The plan is to create a Blue Ribbon panel of people from online and the Hollywood entertainment industry who will help determine the nominees and winners, along with votes cast by the public over the Internet. They see it as an opportuntity to create a very interactive event with the public participating in the nominations, final awards selection and in other ways.

Some awards will go to shows created specifically for the Internet and broadcast online, while others will  honor content created for web sites associated with TV shows, movies or other programming.

The 2010 Streamys, which were carried on Streamys.com as well as some other sites, and portions of which were on YouTube and elsewhere, included more than two dozen categories that  fell under the headings overall series, performance, directing, writing and craft awards.

The winner of Best comedy web series was Between Two Ferns With Zach Galifianakis, who was also named best male actor in a comedy web series. The winner of best drama web series was The Bannen Way, while Best ensemble cast in a web series went to Easy To Assemble, with a cast that included Justine Bateman, Tom Arnold, Kevin Pollak and Illeana Douglas.

Now the categories are all going to be re-thought, according to Hustvedt and Baldwin, to make them even broader and more accessible to a mainstream audience.

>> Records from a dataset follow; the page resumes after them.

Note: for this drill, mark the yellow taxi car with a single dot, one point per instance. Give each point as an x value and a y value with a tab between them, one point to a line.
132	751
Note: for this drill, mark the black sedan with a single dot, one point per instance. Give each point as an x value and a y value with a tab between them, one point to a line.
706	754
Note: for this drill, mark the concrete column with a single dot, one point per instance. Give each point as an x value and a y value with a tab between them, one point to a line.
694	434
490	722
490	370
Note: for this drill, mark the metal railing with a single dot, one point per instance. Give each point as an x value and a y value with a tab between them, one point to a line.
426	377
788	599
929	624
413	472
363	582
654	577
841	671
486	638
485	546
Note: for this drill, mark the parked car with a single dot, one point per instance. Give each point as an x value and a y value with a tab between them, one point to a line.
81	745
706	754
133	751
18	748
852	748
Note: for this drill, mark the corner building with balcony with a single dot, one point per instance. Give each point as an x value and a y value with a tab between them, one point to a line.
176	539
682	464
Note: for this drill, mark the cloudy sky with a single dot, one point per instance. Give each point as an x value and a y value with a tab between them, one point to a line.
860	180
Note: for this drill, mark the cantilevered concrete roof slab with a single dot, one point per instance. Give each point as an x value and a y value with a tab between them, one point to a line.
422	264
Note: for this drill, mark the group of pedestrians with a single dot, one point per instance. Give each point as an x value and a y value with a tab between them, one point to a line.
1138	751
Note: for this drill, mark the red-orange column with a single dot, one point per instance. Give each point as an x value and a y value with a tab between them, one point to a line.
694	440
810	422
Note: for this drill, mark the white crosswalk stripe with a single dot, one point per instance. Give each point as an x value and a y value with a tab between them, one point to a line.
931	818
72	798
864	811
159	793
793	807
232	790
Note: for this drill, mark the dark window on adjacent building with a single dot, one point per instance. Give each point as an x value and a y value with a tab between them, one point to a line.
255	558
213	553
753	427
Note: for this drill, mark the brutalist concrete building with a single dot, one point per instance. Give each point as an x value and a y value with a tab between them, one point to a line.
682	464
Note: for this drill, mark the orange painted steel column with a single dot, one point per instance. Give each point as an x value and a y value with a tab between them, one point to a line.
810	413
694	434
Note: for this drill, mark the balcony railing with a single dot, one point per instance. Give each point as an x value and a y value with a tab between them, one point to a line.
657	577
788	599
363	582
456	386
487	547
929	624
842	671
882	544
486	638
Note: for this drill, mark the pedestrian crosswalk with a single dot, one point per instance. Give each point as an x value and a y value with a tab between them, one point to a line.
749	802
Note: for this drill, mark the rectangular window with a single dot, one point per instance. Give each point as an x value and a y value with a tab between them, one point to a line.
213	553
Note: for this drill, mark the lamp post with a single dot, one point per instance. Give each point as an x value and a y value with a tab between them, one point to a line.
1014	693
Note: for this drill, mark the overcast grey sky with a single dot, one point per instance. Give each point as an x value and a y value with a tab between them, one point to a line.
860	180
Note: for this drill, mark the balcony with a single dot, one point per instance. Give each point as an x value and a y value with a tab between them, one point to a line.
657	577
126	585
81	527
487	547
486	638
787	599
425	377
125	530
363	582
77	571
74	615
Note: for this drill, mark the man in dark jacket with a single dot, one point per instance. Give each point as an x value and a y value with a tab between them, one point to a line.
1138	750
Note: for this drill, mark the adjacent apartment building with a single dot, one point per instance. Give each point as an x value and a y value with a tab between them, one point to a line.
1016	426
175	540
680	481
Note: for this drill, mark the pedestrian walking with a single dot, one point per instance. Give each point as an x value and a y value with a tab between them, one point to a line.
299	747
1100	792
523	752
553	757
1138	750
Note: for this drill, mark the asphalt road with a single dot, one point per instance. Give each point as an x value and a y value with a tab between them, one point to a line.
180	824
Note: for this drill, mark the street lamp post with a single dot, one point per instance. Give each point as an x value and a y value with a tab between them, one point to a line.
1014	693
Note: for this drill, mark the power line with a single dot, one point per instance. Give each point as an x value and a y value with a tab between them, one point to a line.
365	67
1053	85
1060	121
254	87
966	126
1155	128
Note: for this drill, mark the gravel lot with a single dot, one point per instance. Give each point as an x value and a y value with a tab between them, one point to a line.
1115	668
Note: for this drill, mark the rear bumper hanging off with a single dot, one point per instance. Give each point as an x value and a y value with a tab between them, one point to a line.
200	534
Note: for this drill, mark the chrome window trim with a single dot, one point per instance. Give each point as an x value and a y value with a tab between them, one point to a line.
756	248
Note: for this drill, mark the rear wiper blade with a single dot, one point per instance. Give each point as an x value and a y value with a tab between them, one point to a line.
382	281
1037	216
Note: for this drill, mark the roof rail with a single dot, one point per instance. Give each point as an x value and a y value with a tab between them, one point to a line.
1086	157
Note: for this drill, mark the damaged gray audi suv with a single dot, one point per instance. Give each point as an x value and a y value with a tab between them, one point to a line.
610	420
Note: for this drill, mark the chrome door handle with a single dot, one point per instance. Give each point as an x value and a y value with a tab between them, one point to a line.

Elazar said DCP will package the show concept which he compared to the Academy of Country Music Awards and the American Music Awards, both of which DCP produces. However, he said because it is not a music show there will not be the same amount of performance. They do expect to bring in well known personalities and stars as part of the show.

DCP will begin to approach broadcast and cable networks later this year seeking a platform for what they expect will become an annual show. If they don’t get a major network, the show could launch online.

In addition to The Streamys, Tubefilter.tv is a web site with news from the online entertainment world. The group also produces panel and networking events in Los Angeles and New York. One is scheduled in Los Angeles for next week.

Baldwin said he feels he is carrying on a tradition started by his grandfather, Bob Finkel, who was a director and producer of TV awards shows beginning in the 1950s including the early Emmys, Golden Globes, Academy Awards, Miss Universe and numerous entertainment shows.